Tuesday, July 31, 2007


"Okay, gonna be a poke here," I said, as the ambulance bumped down the road.

"Is it going to hurt?" he asked, apprehensively, looking at the IV needle in my hand.

I lowered it for a second, looked him in the eye, grinned wryly. "Bro," I said, "You just got shot."

"Oh yeah," he replied, carefully supporting his bandaged, grazed hand, adjusting his legs to avoid putting pressure on the superficial, in-and-out wound on his calf.

"Alright," he muttered to himself as the needle went in. "I'm strong. I'm strong."

"Yeah," I told him, smiling, trying to put him at ease, attaching the IV tubing. "Yeah, you are, and you're gonna be just fine."

Monday, July 23, 2007


When the tones went off I'd been asleep for maybe an hour, in the recliner. "Ladder 12, Medic 38, an unconscious unresponsive..."

Goddamn. We already worked one code tonight.

Outside, my partner is sitting in the ambulance, doing his crossword. I look at the computer as I hop in the driver's seat. Female, unconscious, heavy breathing, the notes said. Good. Not a code.

When we get there a quietly anxious man in his thirties leads us back to a bedroom, where a woman about the same age is in bed, barely awake.

The husband describes, while trying to wrangle a pair of small children, what sounds like a seizure, and she's acting like someone who's just had one. Vital signs are fine, and she's starting to come around. We wave off the sleepy firemen who come trailing in after us.

History, we ask? None, he says, shrugging, a kid on each hip. No medical problems. Oh, but she's had these headaches, real bad, for the past week. Nothing else, though.


I take the gear outside, bring the stretcher in. She's awake and halfway alert now, and gets dressed enough to go.

The house is the kind of happy shambles a young family makes, with clothes and legos on the floor. The older kid bounces around a bit, pointing to her younger sibling and saying, "Baby!" and then to us and saying, "Medic!"

It's adorable.

The father loads them up in his car as we load her in the ambulance. I walk back over to the front door. You know how to get to the hospital? Okay. We're not using lights and sirens; you can drive easy too.

On the way, as I drive, my partner does the necessary procedures and checks -- IV, EKG, etc -- and talks to the woman. She wants to know what's going on, and he explains she's probably had a seizure. Why? Could be a lot of different things, he says. Maybe a metabolic imbalance, blood chemistry off, something like that.

He says that and I want so hard, so much, to believe it, to believe that it's just a little metabolic imbalance, that she'll get checked out and ok'd and sent home in a few hours.

I want to believe that a week of headaches and a new-onset seizure at thirty doesn't scream brain tumor, malignancy.

I also want to believe that the little bit of welling in the corners of my eyes is just exhaustion, the end of a long night, but I can't fool myself there, either.

Monday, July 02, 2007

De Profundis

They say you become cynical, working nights.

They say that you get tired and worn around the edges, trying to sleep fitfully through hot summer days and the lives of everyone else, waking up for dinner, saying goodnight to your kids as you leave for work.

They say that nights are ninety percent bullshit and ten percent ohshit, and that the former makes you tired and bitter towards humanity while the latter takes years off your life and puts white in your hair.

They say, they say, and all of them are correct. (With apologies to David Drake.)

And yet ... every night you get to watch the sun rise.

And for every drunk who wants to fight, for every idiot who needs an ambulance for a tummyache at 3am, for every stupid nursing home that has to "send one out" at the end of your shift, there is a poor dumb scared kid who just wrecked dad's car and just needs their hand held.

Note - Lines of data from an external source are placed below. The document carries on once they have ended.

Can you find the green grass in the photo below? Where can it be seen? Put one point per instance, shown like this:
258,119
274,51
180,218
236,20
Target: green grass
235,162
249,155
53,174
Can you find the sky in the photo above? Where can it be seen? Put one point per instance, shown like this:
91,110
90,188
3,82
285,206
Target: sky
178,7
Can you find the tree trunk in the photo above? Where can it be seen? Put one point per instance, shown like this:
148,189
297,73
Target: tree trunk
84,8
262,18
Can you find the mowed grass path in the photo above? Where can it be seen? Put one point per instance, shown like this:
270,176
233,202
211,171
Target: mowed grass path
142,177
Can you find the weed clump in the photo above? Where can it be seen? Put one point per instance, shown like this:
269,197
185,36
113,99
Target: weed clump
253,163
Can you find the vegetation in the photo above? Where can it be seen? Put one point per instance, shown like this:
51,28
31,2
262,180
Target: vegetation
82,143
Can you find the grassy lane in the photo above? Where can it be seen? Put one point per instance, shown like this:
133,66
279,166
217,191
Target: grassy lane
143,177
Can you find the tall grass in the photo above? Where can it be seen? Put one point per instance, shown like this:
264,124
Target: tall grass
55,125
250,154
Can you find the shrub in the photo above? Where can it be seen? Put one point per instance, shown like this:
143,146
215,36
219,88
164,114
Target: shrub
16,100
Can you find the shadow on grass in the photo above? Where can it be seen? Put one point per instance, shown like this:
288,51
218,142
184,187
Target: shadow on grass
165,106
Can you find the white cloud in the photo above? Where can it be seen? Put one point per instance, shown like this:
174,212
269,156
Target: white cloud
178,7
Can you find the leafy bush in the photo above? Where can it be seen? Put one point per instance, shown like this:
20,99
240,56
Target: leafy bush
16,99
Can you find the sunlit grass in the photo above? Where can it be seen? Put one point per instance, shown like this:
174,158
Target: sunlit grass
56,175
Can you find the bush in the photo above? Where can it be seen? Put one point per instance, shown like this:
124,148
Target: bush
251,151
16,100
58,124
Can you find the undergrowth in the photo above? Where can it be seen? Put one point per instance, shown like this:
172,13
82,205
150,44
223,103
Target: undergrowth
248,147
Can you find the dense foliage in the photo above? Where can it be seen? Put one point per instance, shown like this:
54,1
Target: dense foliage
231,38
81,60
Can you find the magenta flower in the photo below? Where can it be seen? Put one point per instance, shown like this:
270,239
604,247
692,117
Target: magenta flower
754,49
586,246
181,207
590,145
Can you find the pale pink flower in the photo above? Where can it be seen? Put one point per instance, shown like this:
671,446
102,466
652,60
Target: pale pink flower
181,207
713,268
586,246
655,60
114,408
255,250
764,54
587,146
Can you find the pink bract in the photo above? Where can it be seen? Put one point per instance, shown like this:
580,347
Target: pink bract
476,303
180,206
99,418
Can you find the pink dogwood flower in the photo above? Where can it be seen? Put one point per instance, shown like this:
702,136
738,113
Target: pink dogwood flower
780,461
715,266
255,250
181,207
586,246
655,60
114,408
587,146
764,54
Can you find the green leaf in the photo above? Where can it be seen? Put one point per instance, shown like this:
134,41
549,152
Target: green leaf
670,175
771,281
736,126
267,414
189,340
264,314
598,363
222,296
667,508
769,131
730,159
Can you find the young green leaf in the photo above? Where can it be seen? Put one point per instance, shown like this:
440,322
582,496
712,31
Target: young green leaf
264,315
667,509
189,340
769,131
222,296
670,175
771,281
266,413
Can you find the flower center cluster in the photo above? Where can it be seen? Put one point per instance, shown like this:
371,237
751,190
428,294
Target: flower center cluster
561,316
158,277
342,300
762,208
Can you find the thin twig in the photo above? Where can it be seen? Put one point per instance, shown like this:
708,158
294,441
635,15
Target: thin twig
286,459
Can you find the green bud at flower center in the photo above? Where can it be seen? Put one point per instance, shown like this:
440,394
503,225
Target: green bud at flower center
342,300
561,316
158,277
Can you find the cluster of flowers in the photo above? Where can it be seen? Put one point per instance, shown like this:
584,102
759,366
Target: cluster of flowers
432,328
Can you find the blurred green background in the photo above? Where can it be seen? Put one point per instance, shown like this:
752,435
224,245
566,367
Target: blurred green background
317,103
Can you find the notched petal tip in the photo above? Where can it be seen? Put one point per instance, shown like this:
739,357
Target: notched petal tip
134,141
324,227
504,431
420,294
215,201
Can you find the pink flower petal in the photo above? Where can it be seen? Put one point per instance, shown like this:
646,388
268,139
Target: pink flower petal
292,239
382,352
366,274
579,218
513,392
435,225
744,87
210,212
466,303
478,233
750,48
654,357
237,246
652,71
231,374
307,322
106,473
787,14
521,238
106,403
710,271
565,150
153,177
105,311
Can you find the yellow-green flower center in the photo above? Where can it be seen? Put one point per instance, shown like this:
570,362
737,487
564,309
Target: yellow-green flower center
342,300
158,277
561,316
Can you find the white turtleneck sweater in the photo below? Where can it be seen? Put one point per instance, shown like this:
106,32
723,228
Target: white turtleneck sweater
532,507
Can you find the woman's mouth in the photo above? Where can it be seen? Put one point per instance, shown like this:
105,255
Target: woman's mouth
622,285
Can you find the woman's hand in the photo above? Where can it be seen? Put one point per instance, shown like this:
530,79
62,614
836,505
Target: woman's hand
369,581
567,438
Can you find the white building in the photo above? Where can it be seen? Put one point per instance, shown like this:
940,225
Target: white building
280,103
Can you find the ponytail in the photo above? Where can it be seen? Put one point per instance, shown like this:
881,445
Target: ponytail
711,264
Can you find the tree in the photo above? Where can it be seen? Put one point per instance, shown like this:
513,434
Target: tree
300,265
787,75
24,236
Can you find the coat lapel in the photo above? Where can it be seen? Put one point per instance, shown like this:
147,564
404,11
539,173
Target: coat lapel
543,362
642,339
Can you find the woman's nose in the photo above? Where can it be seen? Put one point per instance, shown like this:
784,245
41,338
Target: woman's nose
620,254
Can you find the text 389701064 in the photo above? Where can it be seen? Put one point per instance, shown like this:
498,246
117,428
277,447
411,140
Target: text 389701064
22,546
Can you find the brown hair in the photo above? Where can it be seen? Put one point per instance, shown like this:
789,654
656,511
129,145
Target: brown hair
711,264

There is a sick, sick, bad sick old man who has been waiting and waiting, hoping his chest will stop hurting or his breathing will get better.

And sometimes, usually when you least expect it, there is someone who truly needs an ambulance and truly needs advanced life support; not just a ride to the ER but all the care you and your partner can give them.

And that, I suppose, makes the cynicism and trying to sleep in the light and the endless parade of big white taxi rides -- it makes all that okay.